Games and Virtual Reality

Student using virtual reality simulator.

Design worlds and rethink what play can do.

Games and Virtual Reality research in the Department of Media Study at the University at Buffalo explores how interactive systems shape identity, narrative and social experience. Faculty and students build virtual worlds, mixed reality environments and responsive installations while critically examining the structures behind them.

This area does more than design games. It rethinks gaming paradigms, experiments with alternative interfaces and investigates how mediated environments transform human agency.

Understanding play, immersion and identity

Games and Virtual Reality treat play as both creative medium and cultural force. Research examines how artificial characters are constructed, how players inhabit digital spaces and how identity shifts in immersive environments.

Students explore questions about agency for both human and virtual actors. They design systems that respond to user input, test narrative mechanics and analyze how bodies and identities are represented in digital worlds.

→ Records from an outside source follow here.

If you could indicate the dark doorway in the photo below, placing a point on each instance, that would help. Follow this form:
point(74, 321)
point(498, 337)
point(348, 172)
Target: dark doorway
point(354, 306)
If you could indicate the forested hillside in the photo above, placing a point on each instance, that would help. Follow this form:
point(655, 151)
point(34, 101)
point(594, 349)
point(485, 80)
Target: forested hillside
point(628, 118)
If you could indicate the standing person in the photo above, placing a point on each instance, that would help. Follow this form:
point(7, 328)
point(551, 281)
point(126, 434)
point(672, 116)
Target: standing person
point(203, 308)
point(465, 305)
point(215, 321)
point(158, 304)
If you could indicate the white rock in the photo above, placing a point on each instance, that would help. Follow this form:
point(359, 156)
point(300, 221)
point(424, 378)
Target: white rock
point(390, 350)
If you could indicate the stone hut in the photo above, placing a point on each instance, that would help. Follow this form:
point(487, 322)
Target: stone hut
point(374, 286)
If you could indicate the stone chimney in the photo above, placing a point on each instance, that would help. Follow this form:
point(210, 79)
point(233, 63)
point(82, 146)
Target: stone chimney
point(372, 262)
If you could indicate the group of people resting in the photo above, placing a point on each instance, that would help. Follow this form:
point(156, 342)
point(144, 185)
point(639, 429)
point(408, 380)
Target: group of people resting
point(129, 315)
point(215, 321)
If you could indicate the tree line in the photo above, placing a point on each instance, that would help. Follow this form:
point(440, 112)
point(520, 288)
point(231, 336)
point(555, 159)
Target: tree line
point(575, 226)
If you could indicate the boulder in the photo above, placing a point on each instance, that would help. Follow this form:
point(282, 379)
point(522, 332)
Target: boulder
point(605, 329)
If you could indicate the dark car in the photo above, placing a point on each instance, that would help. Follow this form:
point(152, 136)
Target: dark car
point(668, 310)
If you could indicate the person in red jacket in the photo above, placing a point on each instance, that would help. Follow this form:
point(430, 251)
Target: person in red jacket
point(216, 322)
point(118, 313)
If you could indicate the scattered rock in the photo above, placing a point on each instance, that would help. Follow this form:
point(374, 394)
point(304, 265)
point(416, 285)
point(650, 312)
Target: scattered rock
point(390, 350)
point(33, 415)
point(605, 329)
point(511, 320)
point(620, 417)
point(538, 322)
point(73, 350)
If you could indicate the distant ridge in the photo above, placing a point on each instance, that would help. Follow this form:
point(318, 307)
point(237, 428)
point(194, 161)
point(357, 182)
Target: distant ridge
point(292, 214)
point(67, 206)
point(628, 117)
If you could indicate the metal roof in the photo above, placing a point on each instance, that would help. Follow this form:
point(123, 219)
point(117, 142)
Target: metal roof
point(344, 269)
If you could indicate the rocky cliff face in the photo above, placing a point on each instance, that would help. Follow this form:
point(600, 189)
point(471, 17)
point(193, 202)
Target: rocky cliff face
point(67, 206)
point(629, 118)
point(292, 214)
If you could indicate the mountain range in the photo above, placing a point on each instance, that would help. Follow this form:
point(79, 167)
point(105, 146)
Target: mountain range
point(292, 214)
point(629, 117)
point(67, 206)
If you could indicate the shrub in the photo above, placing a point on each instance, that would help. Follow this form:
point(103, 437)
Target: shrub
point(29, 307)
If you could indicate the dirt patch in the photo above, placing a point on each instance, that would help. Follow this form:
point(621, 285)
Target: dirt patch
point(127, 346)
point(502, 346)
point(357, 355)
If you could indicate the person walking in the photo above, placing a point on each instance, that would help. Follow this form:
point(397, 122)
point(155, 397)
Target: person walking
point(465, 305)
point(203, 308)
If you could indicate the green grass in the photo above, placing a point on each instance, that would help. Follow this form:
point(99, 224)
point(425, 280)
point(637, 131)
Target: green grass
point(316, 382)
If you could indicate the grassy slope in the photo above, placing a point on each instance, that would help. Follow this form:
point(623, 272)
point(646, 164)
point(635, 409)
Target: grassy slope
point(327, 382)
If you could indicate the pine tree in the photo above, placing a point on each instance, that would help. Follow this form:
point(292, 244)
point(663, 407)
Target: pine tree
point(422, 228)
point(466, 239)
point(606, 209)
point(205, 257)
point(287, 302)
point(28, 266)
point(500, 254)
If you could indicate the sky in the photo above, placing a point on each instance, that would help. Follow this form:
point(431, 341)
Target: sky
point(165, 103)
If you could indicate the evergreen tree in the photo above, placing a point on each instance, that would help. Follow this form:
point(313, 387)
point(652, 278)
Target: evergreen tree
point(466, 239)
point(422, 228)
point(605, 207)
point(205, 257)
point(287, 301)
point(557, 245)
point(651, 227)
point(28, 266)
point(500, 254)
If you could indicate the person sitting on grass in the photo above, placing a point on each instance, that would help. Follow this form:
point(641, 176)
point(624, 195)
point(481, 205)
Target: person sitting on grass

Great for students interested in:

  • Game design and development
  • Virtual and mixed reality
  • Interactive storytelling
  • Narrative systems and world building
  • Digital rhetoric and media theory
  • Community storytelling and socially engaged design

Big questions Games and Virtual Reality research helps answer

Research in Games and Virtual Reality asks questions such as:

  • How can we design compelling artificial characters and systems?
  • How does immersion affect perception, identity and embodiment?
  • What happens to agency in algorithm-driven environments?
  • How do games represent power, labor, gender and community?
  • How can interactive media imagine alternative social futures?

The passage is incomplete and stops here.